FORCE Row-Level Security
FORCE ROW LEVEL SECURITY is a Postgres setting that makes a row-level-security policy apply even to the table's owner and other privileged roles that would otherwise bypass it by default — closing a common isolation gap.
Postgres row-level security has a default exception that surprises a lot of people: table owners, and any role with the BYPASSRLS attribute, ignore RLS policies unless told otherwise. That default exists for good operational reasons — an administrator often needs unfiltered access for maintenance — but it means a plain RLS policy alone doesn't guarantee isolation if the application happens to connect using a privileged or owning role.
FORCE ROW LEVEL SECURITY removes that exception for the table owner specifically: once set, the owner's own queries are subject to the same policy as everyone else's. Combined with connecting the application as a genuinely least-privileged, non-superuser role (rather than the table owner or a role with BYPASSRLS), it closes the gap where "we have RLS" quietly didn't mean "RLS actually applies to us."
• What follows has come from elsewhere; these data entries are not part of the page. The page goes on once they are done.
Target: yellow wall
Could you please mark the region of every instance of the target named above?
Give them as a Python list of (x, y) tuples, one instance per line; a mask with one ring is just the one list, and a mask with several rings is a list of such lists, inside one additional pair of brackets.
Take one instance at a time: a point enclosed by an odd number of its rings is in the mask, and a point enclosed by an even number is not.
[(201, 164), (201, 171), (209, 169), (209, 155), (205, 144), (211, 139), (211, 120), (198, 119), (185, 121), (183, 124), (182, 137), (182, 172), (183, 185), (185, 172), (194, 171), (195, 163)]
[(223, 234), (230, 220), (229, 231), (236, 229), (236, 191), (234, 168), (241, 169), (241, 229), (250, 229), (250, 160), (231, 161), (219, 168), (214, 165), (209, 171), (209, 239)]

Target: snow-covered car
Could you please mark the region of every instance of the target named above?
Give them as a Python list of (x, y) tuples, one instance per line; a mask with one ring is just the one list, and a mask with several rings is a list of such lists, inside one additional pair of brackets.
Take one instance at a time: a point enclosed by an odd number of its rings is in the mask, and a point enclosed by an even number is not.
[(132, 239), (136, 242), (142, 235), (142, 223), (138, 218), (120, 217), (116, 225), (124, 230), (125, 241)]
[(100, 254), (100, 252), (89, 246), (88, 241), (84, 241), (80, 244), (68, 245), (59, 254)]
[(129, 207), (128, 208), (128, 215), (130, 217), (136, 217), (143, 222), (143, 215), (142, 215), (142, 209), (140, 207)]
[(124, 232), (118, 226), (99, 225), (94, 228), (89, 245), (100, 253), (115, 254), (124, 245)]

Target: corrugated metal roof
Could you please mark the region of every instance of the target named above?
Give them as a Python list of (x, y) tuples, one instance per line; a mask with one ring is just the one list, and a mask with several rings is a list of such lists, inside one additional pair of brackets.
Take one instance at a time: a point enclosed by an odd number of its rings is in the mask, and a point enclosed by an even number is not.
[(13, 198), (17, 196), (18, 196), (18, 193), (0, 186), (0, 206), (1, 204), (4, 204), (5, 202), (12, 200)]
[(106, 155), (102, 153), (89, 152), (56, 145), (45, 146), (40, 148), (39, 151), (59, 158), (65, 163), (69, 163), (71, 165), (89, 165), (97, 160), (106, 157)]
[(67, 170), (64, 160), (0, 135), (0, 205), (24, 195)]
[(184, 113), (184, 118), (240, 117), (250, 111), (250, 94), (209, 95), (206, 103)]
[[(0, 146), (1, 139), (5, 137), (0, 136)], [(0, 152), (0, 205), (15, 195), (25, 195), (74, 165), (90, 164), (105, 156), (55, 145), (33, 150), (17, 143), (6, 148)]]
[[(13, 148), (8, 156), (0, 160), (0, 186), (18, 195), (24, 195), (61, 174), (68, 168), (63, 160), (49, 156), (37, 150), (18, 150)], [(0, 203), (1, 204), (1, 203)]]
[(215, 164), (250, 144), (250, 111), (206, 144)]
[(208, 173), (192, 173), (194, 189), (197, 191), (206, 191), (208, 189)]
It's a small setting with an outsized effect on how much you can trust an RLS-based isolation story: without it, "RLS is on" and "isolation is enforced" aren't the same claim, because the exact role your application connects as determines whether the policy is actually being checked.
FORCE Row-Level Security, in the product
Aanty pairs RLS with FORCE on every tenant-scoped table, and the application connects as a non-superuser, non-owner role with no BYPASSRLS attribute — so "the policy exists" and "the policy is enforced" are the same statement. Least-privilege DB roles separate what the app, the publisher, backups and redaction jobs can each touch.